This is a policy question and not a halakhic question. I therefore will speak for myself, representing me alone, as a [a] thinking human being who [b] who is committed to Torah in its entirety, [c] who inhabits the mental space/time called “modern,” and [d] whose thinking usually is personal and idiosyncratic.
My in-laws are Holocaust survivors and as personal victims, want justice. Israel’s great poet, H.N Bialik, asked Heaven to reveal justice immediately or else justice delayed is justice denied. Justice is an important value but it is not the only relevant value.
Alternatively, I believe that there is a Judge and there is a judgment [bSan., Chapter 10 28:4] and the accounting of the Ultimate Auditor need not happen in this world [bHullin 142a]. This means that we do not get so fixed on justice when there are other competing values that clamor for and claim our attention.
Therefore, I believe that as nature takes its necessary course, and surviving Nazis in 2012 are in any case not long for this world, and since Judaisim sanctifes the present because, like Aristotle’s sea battle, we cannot undo the past, and the Death, as horrific as it was, 70 years ago, cannot inspire a next generation to live as Jews, I would allocate our finite declining Jewish resources to
Provide ordable and universal Jewish education, which includes Torah, Hebrew and History.
Provisions for the poor, infirmed, and out of work.
Enriching Jewish culture for the real and present Jewish security.
Funding projects and bonding with Israel.
Fostering Jewish Unity and inclusivity
Advancing Jewoish concerns through political and social advocacy.
Jewish survival in the future is to my mind more critical than punishing the crimes against us in the past.

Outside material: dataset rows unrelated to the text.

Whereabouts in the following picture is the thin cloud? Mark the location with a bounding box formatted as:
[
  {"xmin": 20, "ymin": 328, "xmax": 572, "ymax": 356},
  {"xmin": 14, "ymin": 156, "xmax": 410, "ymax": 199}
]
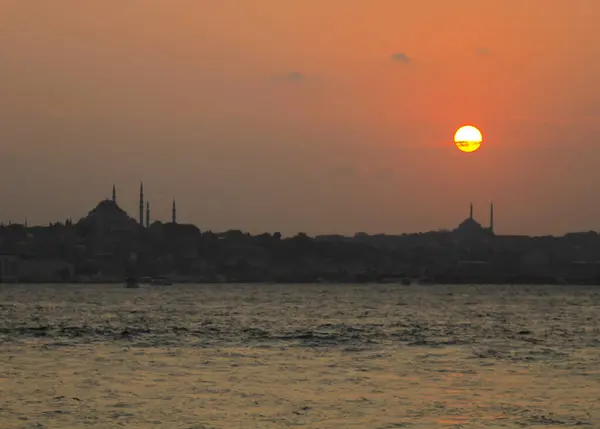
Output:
[
  {"xmin": 392, "ymin": 52, "xmax": 412, "ymax": 64},
  {"xmin": 275, "ymin": 71, "xmax": 306, "ymax": 82},
  {"xmin": 475, "ymin": 47, "xmax": 492, "ymax": 57}
]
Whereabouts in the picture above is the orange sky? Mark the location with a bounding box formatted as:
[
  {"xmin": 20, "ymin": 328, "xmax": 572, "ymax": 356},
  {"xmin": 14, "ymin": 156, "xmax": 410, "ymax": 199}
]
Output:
[{"xmin": 0, "ymin": 0, "xmax": 600, "ymax": 234}]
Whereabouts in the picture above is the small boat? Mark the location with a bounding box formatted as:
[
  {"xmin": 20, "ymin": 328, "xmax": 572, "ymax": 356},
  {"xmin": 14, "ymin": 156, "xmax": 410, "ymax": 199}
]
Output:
[
  {"xmin": 150, "ymin": 277, "xmax": 173, "ymax": 286},
  {"xmin": 125, "ymin": 277, "xmax": 140, "ymax": 289}
]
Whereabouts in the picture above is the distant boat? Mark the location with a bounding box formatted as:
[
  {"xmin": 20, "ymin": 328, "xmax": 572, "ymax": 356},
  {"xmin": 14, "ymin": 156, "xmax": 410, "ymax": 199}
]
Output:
[
  {"xmin": 125, "ymin": 277, "xmax": 140, "ymax": 289},
  {"xmin": 150, "ymin": 277, "xmax": 173, "ymax": 286}
]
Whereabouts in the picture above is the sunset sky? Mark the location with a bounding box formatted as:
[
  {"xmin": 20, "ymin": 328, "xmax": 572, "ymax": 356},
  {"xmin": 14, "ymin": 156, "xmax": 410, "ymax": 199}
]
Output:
[{"xmin": 0, "ymin": 0, "xmax": 600, "ymax": 235}]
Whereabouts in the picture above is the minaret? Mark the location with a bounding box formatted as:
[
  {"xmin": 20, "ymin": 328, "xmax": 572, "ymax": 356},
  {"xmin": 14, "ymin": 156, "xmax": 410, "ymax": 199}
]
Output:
[
  {"xmin": 146, "ymin": 201, "xmax": 150, "ymax": 228},
  {"xmin": 140, "ymin": 182, "xmax": 144, "ymax": 226}
]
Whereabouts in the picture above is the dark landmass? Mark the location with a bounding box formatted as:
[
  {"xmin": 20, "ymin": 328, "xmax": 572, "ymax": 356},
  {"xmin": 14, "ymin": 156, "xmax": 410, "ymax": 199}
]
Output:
[{"xmin": 0, "ymin": 199, "xmax": 600, "ymax": 284}]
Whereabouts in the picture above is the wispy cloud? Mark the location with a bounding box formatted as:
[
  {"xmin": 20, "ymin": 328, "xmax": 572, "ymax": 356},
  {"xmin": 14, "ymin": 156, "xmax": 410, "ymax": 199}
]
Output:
[
  {"xmin": 275, "ymin": 71, "xmax": 306, "ymax": 82},
  {"xmin": 392, "ymin": 52, "xmax": 412, "ymax": 64},
  {"xmin": 475, "ymin": 46, "xmax": 492, "ymax": 57}
]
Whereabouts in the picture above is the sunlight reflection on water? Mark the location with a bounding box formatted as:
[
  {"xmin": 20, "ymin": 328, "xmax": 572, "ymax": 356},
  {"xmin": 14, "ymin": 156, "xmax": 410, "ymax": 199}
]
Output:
[{"xmin": 0, "ymin": 285, "xmax": 600, "ymax": 429}]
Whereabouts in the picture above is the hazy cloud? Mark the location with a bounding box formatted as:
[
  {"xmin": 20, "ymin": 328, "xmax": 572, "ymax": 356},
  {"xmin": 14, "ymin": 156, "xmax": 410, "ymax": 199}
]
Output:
[
  {"xmin": 392, "ymin": 52, "xmax": 411, "ymax": 64},
  {"xmin": 275, "ymin": 71, "xmax": 306, "ymax": 82},
  {"xmin": 475, "ymin": 47, "xmax": 492, "ymax": 57}
]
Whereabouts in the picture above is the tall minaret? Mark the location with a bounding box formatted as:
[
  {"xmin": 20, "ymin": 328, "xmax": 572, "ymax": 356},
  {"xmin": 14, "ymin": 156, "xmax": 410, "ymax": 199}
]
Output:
[
  {"xmin": 146, "ymin": 201, "xmax": 150, "ymax": 228},
  {"xmin": 140, "ymin": 182, "xmax": 144, "ymax": 226}
]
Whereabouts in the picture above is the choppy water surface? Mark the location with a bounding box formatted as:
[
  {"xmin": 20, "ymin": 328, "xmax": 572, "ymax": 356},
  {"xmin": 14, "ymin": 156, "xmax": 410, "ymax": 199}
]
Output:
[{"xmin": 0, "ymin": 285, "xmax": 600, "ymax": 429}]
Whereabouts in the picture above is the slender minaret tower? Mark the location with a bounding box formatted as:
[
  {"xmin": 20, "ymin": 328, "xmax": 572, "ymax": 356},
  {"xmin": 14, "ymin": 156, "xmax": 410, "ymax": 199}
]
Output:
[
  {"xmin": 490, "ymin": 202, "xmax": 494, "ymax": 232},
  {"xmin": 146, "ymin": 201, "xmax": 150, "ymax": 228},
  {"xmin": 140, "ymin": 182, "xmax": 144, "ymax": 226}
]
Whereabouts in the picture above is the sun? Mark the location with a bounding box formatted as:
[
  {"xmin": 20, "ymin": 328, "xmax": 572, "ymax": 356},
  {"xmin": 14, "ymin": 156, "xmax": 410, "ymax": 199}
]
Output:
[{"xmin": 454, "ymin": 125, "xmax": 483, "ymax": 152}]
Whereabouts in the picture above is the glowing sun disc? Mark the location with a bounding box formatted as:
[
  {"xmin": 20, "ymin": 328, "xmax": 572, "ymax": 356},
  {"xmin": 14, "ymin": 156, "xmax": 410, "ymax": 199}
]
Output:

When it comes to Jewish values, there is no statute of limitation on pursuing justice. The two overarching principles that come to mind are:
Justice, Justice, shall you pursue. Deuteronomy 16:20
You are not obligated to complete the task, but you are not free to ignore it. Pirkei Avot 2: 21
The first text reminds us that we are to continually pursue justice throughout our lives. And the second text reminds us that while we cannot fix all of the problems of our world, we must never stop trying. It is with both of these texts in mind that I would argue we should absolutely still be spending time and resources prosecuting Nazi war criminals who are accused of some of the worst human atrocities of recent history.
Of course, when the accused are caught, they should be given a fair trial and hearing based on the evidence. We should remember even, and especially in cases such as this, that dan l'kaf zechut, giving someone the benefit of the doubt, prior to their proven guilt, is also a Jewish concept. And if found guilty, we must also remember that these individuals are still human beings and deserved to be treated accordingly even though their actions were beyond reprehensible.
Finally, this question goes beyond any one individual cases and gets at the heart of the type of society that Jews are called upon to create. (I would like to thank my colleague and fellow JVO participant, Rabbi Eric Yanoff for this insight). The introductory prayers on Friday night, the Kabbalat Shabbat service, are filled with references to a world that is judged by God with fairness, justice, and kindness. Each week, we pray for such a world only to remember that it is not yet here, and that it is our obligation to create such a society as we begin a new week. There is no statute of limitations on the holy endeavor of pursuing justice.
There is no statute of limitations on murder American legal system, nor in halakha, our traditional Jewish code of law. The prohibition against murder is one of only three mitzvot (Jewish commandments) that may not be broken in order to save one’s own life. (Self-defense is not considered murder. The tricky part, as illustrated by recent events in Florida, is determining what constitutes self-defense, and according to whom. In the case of Nazi war criminals, things are more clear-cut.)
Given these circumstances, one might reasonably argue that when and whether a society holds a murderer accountable for his or her crimes reflects on the moral fiber of that society.
Granted, we cannot judge one another as God can judge us, but we are called to be God’s partners in pursuing justice. What kind of justice would it be for six million Jewish victims of the Holocaust (not to mention perhaps seven million others) if a Nazi war criminal were allowed to live out his natural life simply because he has eluded us so far? None at all.
Judaism does not counsel vengeance. Many of us, based on our Jewish convictions, oppose the death penalty in all circumstances. But should we “still” be spending time and resources on bringing some of the worst criminals of human history to account, to some imposition of responsibility and consequence? My answer is an unequivocal yes.